Schwierige Mitarbeiter und Kollegen können einem eine Menge Nerven kosten und den Schlaf rauben. Damit Sie nicht verzweifeln, stellen wir Ihnen verschiedene Typen von Problemfällen vor und zeigen Ihnen mögliche und einfache Lösungen, mit denen Sie wieder in Ruhe schlafen und vor allem konzentriert arbeiten können.

Mitarbeitern und Kollegen

Was zeichnet einen schwierigen Mitarbeiter aus?

Wer kennt es nicht? Es gibt diesen einen Kollegen, mit dem man einfach nicht kann. Auch bei der Arbeit als Führungskraft kommt es vor, dass mit einzelnen Mitarbeitern immer wieder Konflikte aufkommen.
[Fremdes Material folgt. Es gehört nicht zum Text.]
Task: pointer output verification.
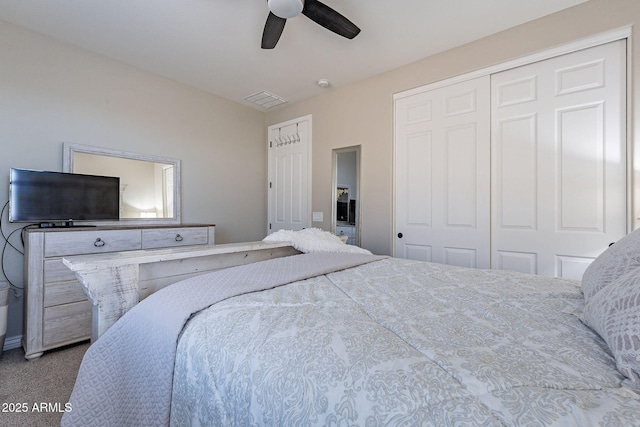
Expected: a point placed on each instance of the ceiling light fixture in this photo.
(323, 83)
(285, 8)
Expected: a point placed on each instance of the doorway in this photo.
(347, 197)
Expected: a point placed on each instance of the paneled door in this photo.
(289, 175)
(442, 150)
(559, 161)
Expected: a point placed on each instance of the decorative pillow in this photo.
(313, 240)
(619, 258)
(614, 313)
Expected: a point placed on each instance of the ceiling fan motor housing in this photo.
(285, 8)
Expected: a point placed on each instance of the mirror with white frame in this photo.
(345, 218)
(149, 184)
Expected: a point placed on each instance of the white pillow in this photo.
(614, 313)
(618, 259)
(313, 240)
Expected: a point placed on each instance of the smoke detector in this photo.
(323, 83)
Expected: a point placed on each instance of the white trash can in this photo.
(4, 309)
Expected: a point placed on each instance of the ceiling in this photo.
(214, 45)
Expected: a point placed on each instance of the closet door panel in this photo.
(559, 181)
(442, 175)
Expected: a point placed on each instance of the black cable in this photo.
(7, 242)
(6, 239)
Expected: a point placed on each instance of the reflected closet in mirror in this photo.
(149, 184)
(345, 218)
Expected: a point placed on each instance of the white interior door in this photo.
(442, 175)
(559, 164)
(290, 175)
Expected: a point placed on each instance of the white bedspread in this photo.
(126, 376)
(398, 342)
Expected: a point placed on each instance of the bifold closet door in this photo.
(559, 161)
(442, 174)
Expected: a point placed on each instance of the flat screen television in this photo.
(49, 197)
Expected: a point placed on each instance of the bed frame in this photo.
(117, 281)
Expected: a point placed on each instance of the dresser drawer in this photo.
(56, 271)
(63, 293)
(91, 242)
(66, 323)
(179, 236)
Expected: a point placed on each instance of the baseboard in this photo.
(13, 342)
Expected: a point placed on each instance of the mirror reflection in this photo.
(346, 179)
(148, 184)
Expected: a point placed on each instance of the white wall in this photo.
(52, 92)
(362, 113)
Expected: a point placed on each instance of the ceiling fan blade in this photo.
(330, 19)
(272, 31)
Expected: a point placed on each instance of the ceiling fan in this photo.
(281, 10)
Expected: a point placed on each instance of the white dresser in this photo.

Doch woran erkennt man eigentlich, dass es tatsächlich am anderen liegt, dass bestimmte Situationen immer wieder eskalieren?
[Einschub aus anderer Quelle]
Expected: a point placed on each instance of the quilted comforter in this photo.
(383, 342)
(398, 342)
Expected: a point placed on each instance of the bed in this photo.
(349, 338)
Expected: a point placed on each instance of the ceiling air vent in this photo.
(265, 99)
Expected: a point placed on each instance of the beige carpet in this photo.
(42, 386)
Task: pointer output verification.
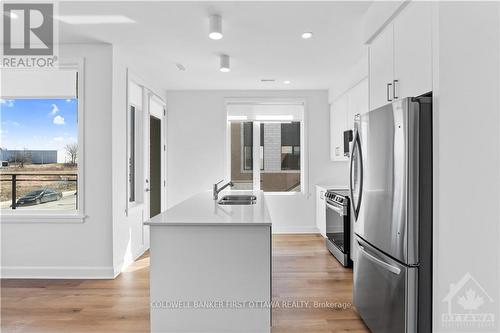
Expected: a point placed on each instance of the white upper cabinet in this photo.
(342, 112)
(358, 101)
(338, 124)
(413, 50)
(401, 56)
(381, 68)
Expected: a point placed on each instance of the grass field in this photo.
(47, 176)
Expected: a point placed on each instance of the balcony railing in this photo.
(35, 181)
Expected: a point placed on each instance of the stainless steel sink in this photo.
(238, 200)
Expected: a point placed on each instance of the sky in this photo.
(47, 124)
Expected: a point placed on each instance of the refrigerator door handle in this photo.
(356, 146)
(387, 266)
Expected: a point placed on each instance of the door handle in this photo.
(356, 146)
(389, 92)
(338, 210)
(392, 269)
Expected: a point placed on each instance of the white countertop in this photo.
(333, 187)
(202, 209)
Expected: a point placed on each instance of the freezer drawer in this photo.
(385, 291)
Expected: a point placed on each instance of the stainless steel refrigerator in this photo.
(391, 196)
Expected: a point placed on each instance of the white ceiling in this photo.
(262, 38)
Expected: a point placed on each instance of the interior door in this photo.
(155, 174)
(156, 157)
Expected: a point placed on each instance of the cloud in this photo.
(8, 102)
(58, 120)
(55, 110)
(10, 123)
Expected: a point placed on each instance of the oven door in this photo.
(336, 216)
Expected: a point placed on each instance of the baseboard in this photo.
(56, 272)
(123, 265)
(295, 230)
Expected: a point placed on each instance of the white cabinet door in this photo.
(338, 124)
(358, 102)
(321, 210)
(413, 50)
(381, 71)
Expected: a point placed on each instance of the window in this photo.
(40, 150)
(278, 144)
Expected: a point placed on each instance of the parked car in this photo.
(39, 196)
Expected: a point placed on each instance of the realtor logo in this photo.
(29, 35)
(469, 305)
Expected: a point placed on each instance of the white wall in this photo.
(351, 76)
(130, 237)
(197, 151)
(59, 249)
(467, 161)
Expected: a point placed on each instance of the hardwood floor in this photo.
(303, 271)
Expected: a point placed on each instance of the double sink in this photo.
(238, 200)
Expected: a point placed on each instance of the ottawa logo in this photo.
(469, 305)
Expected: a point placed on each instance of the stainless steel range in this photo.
(338, 225)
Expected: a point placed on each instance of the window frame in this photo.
(304, 160)
(53, 216)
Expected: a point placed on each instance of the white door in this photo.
(413, 50)
(382, 68)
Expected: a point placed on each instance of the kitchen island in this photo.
(211, 266)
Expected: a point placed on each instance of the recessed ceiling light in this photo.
(224, 63)
(215, 27)
(12, 14)
(307, 35)
(94, 19)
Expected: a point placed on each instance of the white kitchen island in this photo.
(211, 266)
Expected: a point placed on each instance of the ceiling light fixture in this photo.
(11, 14)
(94, 19)
(215, 27)
(307, 35)
(237, 118)
(224, 63)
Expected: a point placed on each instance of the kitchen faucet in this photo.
(217, 190)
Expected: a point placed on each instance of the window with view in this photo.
(39, 152)
(278, 146)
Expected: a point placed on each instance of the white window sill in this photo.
(285, 193)
(42, 218)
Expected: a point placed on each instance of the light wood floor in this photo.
(303, 270)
Die eigene Wahrnehmung ist immer subjektiv. Das bedeutet aber nicht, dass nicht andere Menschen die gleichen Probleme wahrnehmen können, wie man selbst. Es gibt schwierige Menschen, mit deren Umgang auch viele andere so ihre Probleme haben. Dennoch treffen gerade Führungskräfte manchmal schnell Aussagen über die fehlende Motivation oder die Faulheit bestimmter Mitarbeiter, ohne zu hinterfragen, warum das Verhalten desjenigen von einem selbst so wahrgenommen wird.

Die Einschätzung anderer hat immer in erster Linie mit einem selbst zu tun und sollte deswegen grundsätzlich hinterfragt werden, bevor ein Urteil gefällt wird und Maßnahmen ergriffen werden. In der Berufswelt können objektive Faktoren sein, wie der Mitarbeiter mit seinen Kollegen und den Kunden umgeht und ob er sich regelmäßig unangebracht verhält. Dabei kann eine Auflistung oder eine Art Tagebuch hilfreich sein, zu einer objektiven Sicht zu gelangen. Auch das Befragen Dritter kann Aufschluss über die Situation geben.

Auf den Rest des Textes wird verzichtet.